A particle moves along line segments from the origin to the points (1, 0, 0), (1, 4, 1), (0, 4, 1), and back to the origin under the influence of the force field
F(x, y, z) = z^2i + 5xyj + 3y^2k.
To find the work done by the force field on the particle as it moves along the given path, we can integrate the dot product of the force field and the differential displacement along the path.
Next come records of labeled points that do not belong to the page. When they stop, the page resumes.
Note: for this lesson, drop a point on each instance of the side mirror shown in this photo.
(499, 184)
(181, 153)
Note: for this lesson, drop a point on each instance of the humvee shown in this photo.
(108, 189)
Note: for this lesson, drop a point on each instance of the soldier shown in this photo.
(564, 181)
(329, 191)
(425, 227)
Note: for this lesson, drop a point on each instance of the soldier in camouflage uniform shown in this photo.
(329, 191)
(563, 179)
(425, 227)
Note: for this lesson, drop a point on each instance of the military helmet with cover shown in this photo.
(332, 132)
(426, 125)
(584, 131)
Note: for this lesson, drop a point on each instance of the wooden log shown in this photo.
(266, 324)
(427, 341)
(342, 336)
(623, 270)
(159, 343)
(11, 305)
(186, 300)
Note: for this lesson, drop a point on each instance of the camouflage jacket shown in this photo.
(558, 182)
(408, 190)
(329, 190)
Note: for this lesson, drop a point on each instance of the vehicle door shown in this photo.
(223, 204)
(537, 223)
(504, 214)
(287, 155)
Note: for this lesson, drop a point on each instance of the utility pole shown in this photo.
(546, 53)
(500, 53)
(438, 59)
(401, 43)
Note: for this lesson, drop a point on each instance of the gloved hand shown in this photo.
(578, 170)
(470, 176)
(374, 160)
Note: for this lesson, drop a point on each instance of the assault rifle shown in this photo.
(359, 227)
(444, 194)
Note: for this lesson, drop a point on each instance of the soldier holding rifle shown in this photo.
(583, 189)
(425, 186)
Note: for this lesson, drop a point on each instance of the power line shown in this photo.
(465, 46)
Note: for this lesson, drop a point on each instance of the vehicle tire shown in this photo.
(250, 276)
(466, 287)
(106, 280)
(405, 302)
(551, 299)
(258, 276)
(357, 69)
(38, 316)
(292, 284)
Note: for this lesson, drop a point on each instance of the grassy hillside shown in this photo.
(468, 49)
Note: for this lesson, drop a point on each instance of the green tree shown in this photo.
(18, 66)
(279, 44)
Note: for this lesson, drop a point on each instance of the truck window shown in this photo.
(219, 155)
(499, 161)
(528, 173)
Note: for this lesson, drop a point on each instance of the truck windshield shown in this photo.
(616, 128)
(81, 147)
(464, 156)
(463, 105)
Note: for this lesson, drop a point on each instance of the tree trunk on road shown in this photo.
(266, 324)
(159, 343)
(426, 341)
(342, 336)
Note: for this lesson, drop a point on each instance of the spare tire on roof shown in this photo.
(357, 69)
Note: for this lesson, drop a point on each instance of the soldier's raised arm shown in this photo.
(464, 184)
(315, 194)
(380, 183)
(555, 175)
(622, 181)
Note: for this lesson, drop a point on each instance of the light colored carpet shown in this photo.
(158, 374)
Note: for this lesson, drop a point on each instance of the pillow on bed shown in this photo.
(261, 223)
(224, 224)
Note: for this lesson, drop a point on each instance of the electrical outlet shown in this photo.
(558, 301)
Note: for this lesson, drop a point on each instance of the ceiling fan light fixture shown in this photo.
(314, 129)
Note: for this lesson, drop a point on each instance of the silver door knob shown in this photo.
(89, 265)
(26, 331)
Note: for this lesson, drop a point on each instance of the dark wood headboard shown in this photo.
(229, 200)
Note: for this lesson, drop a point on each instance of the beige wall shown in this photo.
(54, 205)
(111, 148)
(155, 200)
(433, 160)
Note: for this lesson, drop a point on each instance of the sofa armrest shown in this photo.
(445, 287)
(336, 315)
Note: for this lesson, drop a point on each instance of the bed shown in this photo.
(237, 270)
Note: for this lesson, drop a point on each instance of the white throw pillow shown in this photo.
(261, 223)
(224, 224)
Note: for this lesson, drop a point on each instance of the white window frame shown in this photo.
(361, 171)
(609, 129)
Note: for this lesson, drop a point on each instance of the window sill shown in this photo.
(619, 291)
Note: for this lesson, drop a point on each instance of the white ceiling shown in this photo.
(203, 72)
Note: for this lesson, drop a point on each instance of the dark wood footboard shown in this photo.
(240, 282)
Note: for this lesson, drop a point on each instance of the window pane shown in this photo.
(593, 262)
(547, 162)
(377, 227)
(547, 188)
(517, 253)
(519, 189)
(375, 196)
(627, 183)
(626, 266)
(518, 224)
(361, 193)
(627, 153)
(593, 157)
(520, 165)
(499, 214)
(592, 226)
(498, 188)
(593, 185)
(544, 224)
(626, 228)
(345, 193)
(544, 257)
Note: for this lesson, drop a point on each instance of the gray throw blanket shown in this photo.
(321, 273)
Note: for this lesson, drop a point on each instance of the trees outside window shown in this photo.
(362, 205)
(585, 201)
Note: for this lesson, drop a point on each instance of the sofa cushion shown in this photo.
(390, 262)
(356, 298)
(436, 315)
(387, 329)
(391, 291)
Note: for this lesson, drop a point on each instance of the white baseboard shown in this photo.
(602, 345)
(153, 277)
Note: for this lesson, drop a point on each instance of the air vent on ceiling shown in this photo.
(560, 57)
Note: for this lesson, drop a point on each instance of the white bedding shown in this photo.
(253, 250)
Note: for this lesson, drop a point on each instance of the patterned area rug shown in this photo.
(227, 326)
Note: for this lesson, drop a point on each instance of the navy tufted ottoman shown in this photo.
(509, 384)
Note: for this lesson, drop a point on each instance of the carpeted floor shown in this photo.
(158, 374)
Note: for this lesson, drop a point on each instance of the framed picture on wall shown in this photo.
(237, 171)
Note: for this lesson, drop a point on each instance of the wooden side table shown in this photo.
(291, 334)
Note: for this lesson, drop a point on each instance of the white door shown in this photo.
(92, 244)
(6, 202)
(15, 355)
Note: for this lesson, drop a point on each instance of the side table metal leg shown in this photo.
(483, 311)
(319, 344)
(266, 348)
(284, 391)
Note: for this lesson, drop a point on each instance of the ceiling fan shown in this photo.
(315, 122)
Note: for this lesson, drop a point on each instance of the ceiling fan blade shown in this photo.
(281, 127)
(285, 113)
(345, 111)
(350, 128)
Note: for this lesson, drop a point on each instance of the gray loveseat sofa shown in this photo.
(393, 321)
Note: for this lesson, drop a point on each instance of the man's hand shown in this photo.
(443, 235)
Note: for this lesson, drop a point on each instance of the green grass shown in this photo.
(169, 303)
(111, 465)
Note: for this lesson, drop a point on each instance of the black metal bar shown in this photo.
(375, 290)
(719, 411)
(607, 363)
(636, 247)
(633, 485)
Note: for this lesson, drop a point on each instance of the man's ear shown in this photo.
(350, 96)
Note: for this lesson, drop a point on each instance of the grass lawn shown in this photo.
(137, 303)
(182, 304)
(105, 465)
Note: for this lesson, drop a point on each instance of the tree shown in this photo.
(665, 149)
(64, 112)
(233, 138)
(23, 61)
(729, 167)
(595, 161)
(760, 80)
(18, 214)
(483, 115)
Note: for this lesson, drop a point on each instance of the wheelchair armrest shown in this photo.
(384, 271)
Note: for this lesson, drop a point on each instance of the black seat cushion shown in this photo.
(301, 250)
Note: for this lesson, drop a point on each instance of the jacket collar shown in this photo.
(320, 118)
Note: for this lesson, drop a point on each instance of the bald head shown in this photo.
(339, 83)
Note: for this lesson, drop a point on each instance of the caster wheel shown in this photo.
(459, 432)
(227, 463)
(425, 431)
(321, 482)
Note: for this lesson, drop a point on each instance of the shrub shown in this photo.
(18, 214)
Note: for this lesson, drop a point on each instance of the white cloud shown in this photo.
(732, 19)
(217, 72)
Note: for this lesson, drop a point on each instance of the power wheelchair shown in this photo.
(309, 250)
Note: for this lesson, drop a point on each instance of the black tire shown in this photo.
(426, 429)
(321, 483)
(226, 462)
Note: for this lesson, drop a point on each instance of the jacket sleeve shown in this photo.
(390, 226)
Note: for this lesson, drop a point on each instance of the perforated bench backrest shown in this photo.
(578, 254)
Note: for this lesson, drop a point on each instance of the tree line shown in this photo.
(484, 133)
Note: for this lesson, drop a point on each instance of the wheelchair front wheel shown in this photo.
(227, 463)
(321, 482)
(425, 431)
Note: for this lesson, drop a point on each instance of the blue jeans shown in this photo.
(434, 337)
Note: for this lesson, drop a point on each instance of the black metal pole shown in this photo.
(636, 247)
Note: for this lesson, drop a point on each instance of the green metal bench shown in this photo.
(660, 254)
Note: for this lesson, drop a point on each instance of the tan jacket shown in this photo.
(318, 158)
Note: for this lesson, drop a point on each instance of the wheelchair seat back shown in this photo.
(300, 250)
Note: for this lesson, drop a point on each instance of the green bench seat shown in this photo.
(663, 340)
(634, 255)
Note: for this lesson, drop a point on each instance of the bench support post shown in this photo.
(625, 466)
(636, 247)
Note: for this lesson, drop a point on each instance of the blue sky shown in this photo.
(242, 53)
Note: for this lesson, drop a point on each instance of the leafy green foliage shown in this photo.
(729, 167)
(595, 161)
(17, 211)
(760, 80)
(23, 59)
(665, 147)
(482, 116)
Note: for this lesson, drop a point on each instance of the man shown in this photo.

The work done, W, is given by the equation:
W = ∫ F · dr
where F is the force field and dr is the differential displacement along the path.
Let's break down the path into segments and calculate the work done on each segment.
Segment 1: From the origin (0, 0, 0) to (1, 0, 0)
The displacement vector dr1 is (dx1, dy1, dz1) = (1, 0, 0) - (0, 0, 0) = (1, 0, 0)
The force vector F1 at (0, 0, 0) is F(0, 0, 0) = (0^2)i + 5(0)(0)j + 3(0^2)k = 0i + 0j + 0k = 0
W1 = F1 · dr1 = (0, 0, 0) · (1, 0, 0) = 0
Segment 2: From (1, 0, 0) to (1, 4, 1)
The displacement vector dr2 is (dx2, dy2, dz2) = (1, 4, 1) - (1, 0, 0) = (0, 4, 1)
The force vector F2 at (1, 0, 0) is F(1, 0, 0) = (0^2)i + 5(1)(0)j + 3(0^2)k = 0i + 0j + 0k = 0
W2 = F2 · dr2 = (0, 0, 0) · (0, 4, 1) = 0
Segment 3: From (1, 4, 1) to (0, 4, 1)
The displacement vector dr3 is (dx3, dy3, dz3) = (0, 4, 1) - (1, 4, 1) = (-1, 0, 0)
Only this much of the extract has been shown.